On one side, the pamphlet begins by laying out precise, bullet-pointed details about Lake Tahoe's geography and the Tahoe Cedars property. Key points highlighted include the size of Lake Tahoe, its depth, elevation, nearby mountains, and even the specific climatic conditions one can expect. The emphasis on the lake's average temperature and the seasonality presents a clear picture for potential investors or visitors about what to anticipate.
The pamphlet provides explicit information on the property's amenities, such as the daily steamers that dock, modern communication facilities like telephone and radio, and recreational aspects like the beach, boat landing, and wharf. In a strategic move, a section is dedicated to early investors, underscoring the profits and benefits of investing in lakefront property, reinforcing the idea of limited availability and the potential for substantial returns.

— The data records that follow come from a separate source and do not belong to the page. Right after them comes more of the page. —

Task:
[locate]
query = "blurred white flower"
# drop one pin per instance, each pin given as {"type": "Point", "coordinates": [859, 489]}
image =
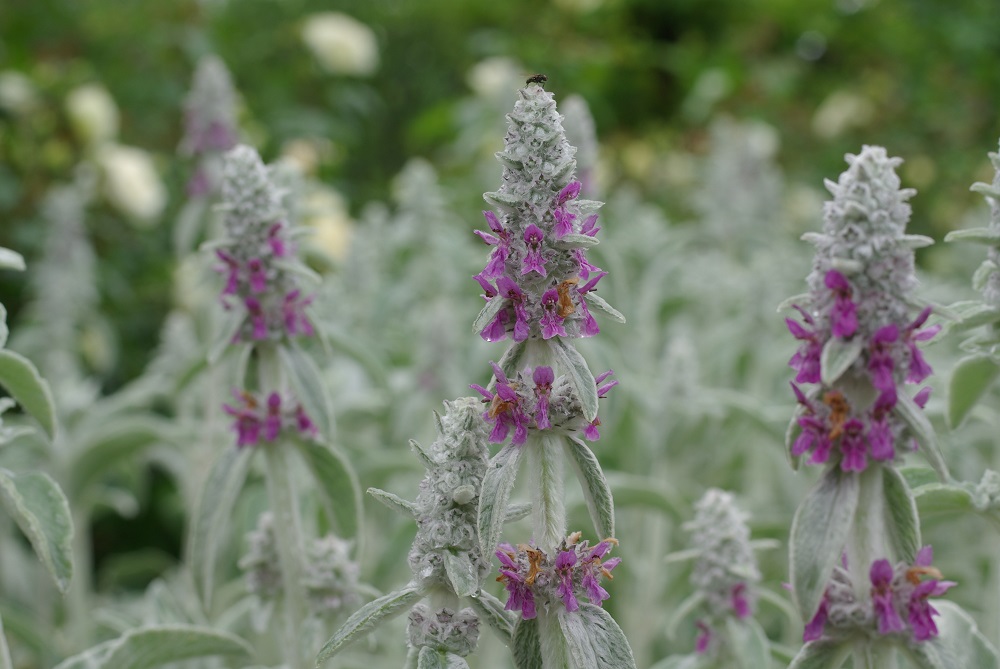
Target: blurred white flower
{"type": "Point", "coordinates": [325, 211]}
{"type": "Point", "coordinates": [17, 93]}
{"type": "Point", "coordinates": [840, 111]}
{"type": "Point", "coordinates": [92, 113]}
{"type": "Point", "coordinates": [341, 44]}
{"type": "Point", "coordinates": [495, 76]}
{"type": "Point", "coordinates": [131, 184]}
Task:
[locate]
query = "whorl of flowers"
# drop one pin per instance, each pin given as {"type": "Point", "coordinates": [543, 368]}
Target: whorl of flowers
{"type": "Point", "coordinates": [446, 505]}
{"type": "Point", "coordinates": [726, 572]}
{"type": "Point", "coordinates": [897, 603]}
{"type": "Point", "coordinates": [443, 630]}
{"type": "Point", "coordinates": [543, 402]}
{"type": "Point", "coordinates": [535, 579]}
{"type": "Point", "coordinates": [256, 253]}
{"type": "Point", "coordinates": [859, 309]}
{"type": "Point", "coordinates": [256, 419]}
{"type": "Point", "coordinates": [331, 576]}
{"type": "Point", "coordinates": [210, 127]}
{"type": "Point", "coordinates": [537, 279]}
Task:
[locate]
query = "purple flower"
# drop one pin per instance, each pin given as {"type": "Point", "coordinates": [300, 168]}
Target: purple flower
{"type": "Point", "coordinates": [496, 265]}
{"type": "Point", "coordinates": [258, 275]}
{"type": "Point", "coordinates": [814, 629]}
{"type": "Point", "coordinates": [543, 378]}
{"type": "Point", "coordinates": [247, 423]}
{"type": "Point", "coordinates": [704, 637]}
{"type": "Point", "coordinates": [565, 562]}
{"type": "Point", "coordinates": [881, 577]}
{"type": "Point", "coordinates": [919, 369]}
{"type": "Point", "coordinates": [509, 290]}
{"type": "Point", "coordinates": [272, 423]}
{"type": "Point", "coordinates": [533, 260]}
{"type": "Point", "coordinates": [739, 601]}
{"type": "Point", "coordinates": [505, 411]}
{"type": "Point", "coordinates": [570, 191]}
{"type": "Point", "coordinates": [293, 313]}
{"type": "Point", "coordinates": [880, 362]}
{"type": "Point", "coordinates": [806, 360]}
{"type": "Point", "coordinates": [843, 316]}
{"type": "Point", "coordinates": [563, 222]}
{"type": "Point", "coordinates": [853, 447]}
{"type": "Point", "coordinates": [551, 321]}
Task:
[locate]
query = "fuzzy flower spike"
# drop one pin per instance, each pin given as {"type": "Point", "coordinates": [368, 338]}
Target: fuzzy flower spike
{"type": "Point", "coordinates": [859, 331]}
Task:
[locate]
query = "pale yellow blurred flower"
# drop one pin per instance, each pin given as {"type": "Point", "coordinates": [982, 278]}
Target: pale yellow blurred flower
{"type": "Point", "coordinates": [130, 183]}
{"type": "Point", "coordinates": [841, 111]}
{"type": "Point", "coordinates": [92, 114]}
{"type": "Point", "coordinates": [341, 44]}
{"type": "Point", "coordinates": [495, 76]}
{"type": "Point", "coordinates": [325, 211]}
{"type": "Point", "coordinates": [17, 93]}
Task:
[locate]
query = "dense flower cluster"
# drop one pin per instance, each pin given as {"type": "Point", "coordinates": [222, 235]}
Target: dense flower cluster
{"type": "Point", "coordinates": [859, 310]}
{"type": "Point", "coordinates": [726, 572]}
{"type": "Point", "coordinates": [255, 419]}
{"type": "Point", "coordinates": [256, 256]}
{"type": "Point", "coordinates": [544, 403]}
{"type": "Point", "coordinates": [443, 630]}
{"type": "Point", "coordinates": [446, 505]}
{"type": "Point", "coordinates": [897, 605]}
{"type": "Point", "coordinates": [538, 279]}
{"type": "Point", "coordinates": [209, 122]}
{"type": "Point", "coordinates": [535, 579]}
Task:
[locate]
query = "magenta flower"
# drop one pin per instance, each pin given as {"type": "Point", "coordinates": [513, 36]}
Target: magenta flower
{"type": "Point", "coordinates": [551, 321]}
{"type": "Point", "coordinates": [565, 562]}
{"type": "Point", "coordinates": [497, 263]}
{"type": "Point", "coordinates": [919, 369]}
{"type": "Point", "coordinates": [543, 378]}
{"type": "Point", "coordinates": [843, 317]}
{"type": "Point", "coordinates": [880, 361]}
{"type": "Point", "coordinates": [806, 360]}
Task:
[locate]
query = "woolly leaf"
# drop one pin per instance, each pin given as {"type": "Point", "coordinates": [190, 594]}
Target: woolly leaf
{"type": "Point", "coordinates": [526, 646]}
{"type": "Point", "coordinates": [595, 487]}
{"type": "Point", "coordinates": [493, 611]}
{"type": "Point", "coordinates": [429, 658]}
{"type": "Point", "coordinates": [368, 617]}
{"type": "Point", "coordinates": [31, 391]}
{"type": "Point", "coordinates": [394, 502]}
{"type": "Point", "coordinates": [575, 367]}
{"type": "Point", "coordinates": [488, 313]}
{"type": "Point", "coordinates": [837, 357]}
{"type": "Point", "coordinates": [495, 495]}
{"type": "Point", "coordinates": [213, 515]}
{"type": "Point", "coordinates": [916, 420]}
{"type": "Point", "coordinates": [462, 573]}
{"type": "Point", "coordinates": [821, 655]}
{"type": "Point", "coordinates": [970, 379]}
{"type": "Point", "coordinates": [594, 639]}
{"type": "Point", "coordinates": [337, 485]}
{"type": "Point", "coordinates": [819, 531]}
{"type": "Point", "coordinates": [308, 386]}
{"type": "Point", "coordinates": [147, 647]}
{"type": "Point", "coordinates": [40, 509]}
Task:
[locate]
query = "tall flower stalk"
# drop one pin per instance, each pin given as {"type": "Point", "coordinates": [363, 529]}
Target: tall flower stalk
{"type": "Point", "coordinates": [859, 574]}
{"type": "Point", "coordinates": [279, 407]}
{"type": "Point", "coordinates": [539, 289]}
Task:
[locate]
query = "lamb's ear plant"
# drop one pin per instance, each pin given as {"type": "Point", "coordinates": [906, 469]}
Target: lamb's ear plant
{"type": "Point", "coordinates": [539, 289]}
{"type": "Point", "coordinates": [860, 575]}
{"type": "Point", "coordinates": [726, 580]}
{"type": "Point", "coordinates": [278, 405]}
{"type": "Point", "coordinates": [31, 498]}
{"type": "Point", "coordinates": [444, 597]}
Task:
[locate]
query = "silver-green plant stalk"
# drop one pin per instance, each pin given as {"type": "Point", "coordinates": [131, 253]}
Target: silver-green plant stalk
{"type": "Point", "coordinates": [539, 289]}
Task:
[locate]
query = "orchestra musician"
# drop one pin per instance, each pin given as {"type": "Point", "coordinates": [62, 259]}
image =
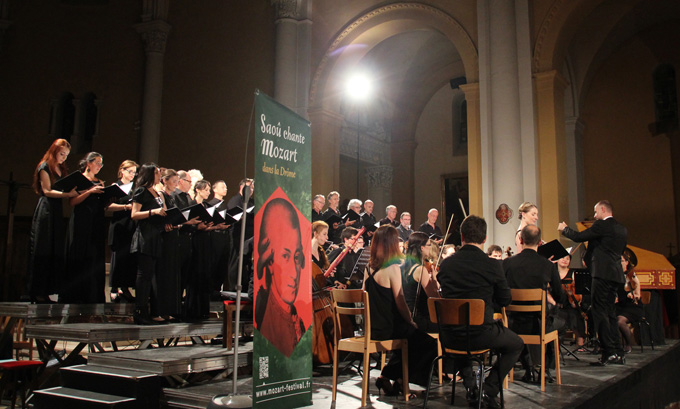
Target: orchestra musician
{"type": "Point", "coordinates": [571, 311]}
{"type": "Point", "coordinates": [495, 251]}
{"type": "Point", "coordinates": [85, 277]}
{"type": "Point", "coordinates": [419, 279]}
{"type": "Point", "coordinates": [528, 215]}
{"type": "Point", "coordinates": [470, 273]}
{"type": "Point", "coordinates": [430, 226]}
{"type": "Point", "coordinates": [390, 216]}
{"type": "Point", "coordinates": [606, 241]}
{"type": "Point", "coordinates": [343, 271]}
{"type": "Point", "coordinates": [317, 206]}
{"type": "Point", "coordinates": [390, 316]}
{"type": "Point", "coordinates": [46, 251]}
{"type": "Point", "coordinates": [404, 227]}
{"type": "Point", "coordinates": [528, 270]}
{"type": "Point", "coordinates": [368, 220]}
{"type": "Point", "coordinates": [628, 306]}
{"type": "Point", "coordinates": [319, 238]}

A prominent segment of the pamphlet highlights the selling agents responsible for this venture—Cooper & Groover—along with the contact details of their office in Los Angeles. However they were evidently booted from the project, as their firm is crossed out in this copy.
Visually, the pamphlet complements its text with an evocative image that encapsulates the serenity and beauty of the Tahoe Cedars region. The tranquil waters, silhouetted trees, and distant boat create an atmosphere of peace, subtly encouraging the reader to be part of this idyllic setting. A series of smaller illustrations depict various recreational activities available, from riding and hunting to tennis and golf, portraying Tahoe Cedars as a haven for outdoor enthusiasts.
On the flip side, the pamphlet presents a well-delineated map, detailing the broader regions surrounding Lake Tahoe. The map indicates the proximity of Tahoe Cedars to notable landmarks and towns, emphasizing its centrality and accessibility. Further, the clear markings of routes, distances, and significant locations assist in orientating the reader about the broader region's layout.
H.L. Henry and Tahoe Cedars
In 1925, H. L. Henry developed the Tahoe Cedars track, intending to establish a motion picture colony, comprising nearly 1,000 lots with infrastructure like power lines and a water system. Notable early property owners included Lon Chaney and writer Francis Rawling Illes. The following year, Frank Swind purchased the Tahoma, introducing amenities such as a dance hall and swimming pool. By 1927, the West Shore's winter residents cleared a path from Tahoma to Tahoe City. Later, the Tahoe Cedars property was sold to followers of Aimee Semple McPherson's Four Square Gospel. However, internal disputes caused the religious settlement's plans to fall apart, leading H. L. Henry to reclaim and sell the property to the general public.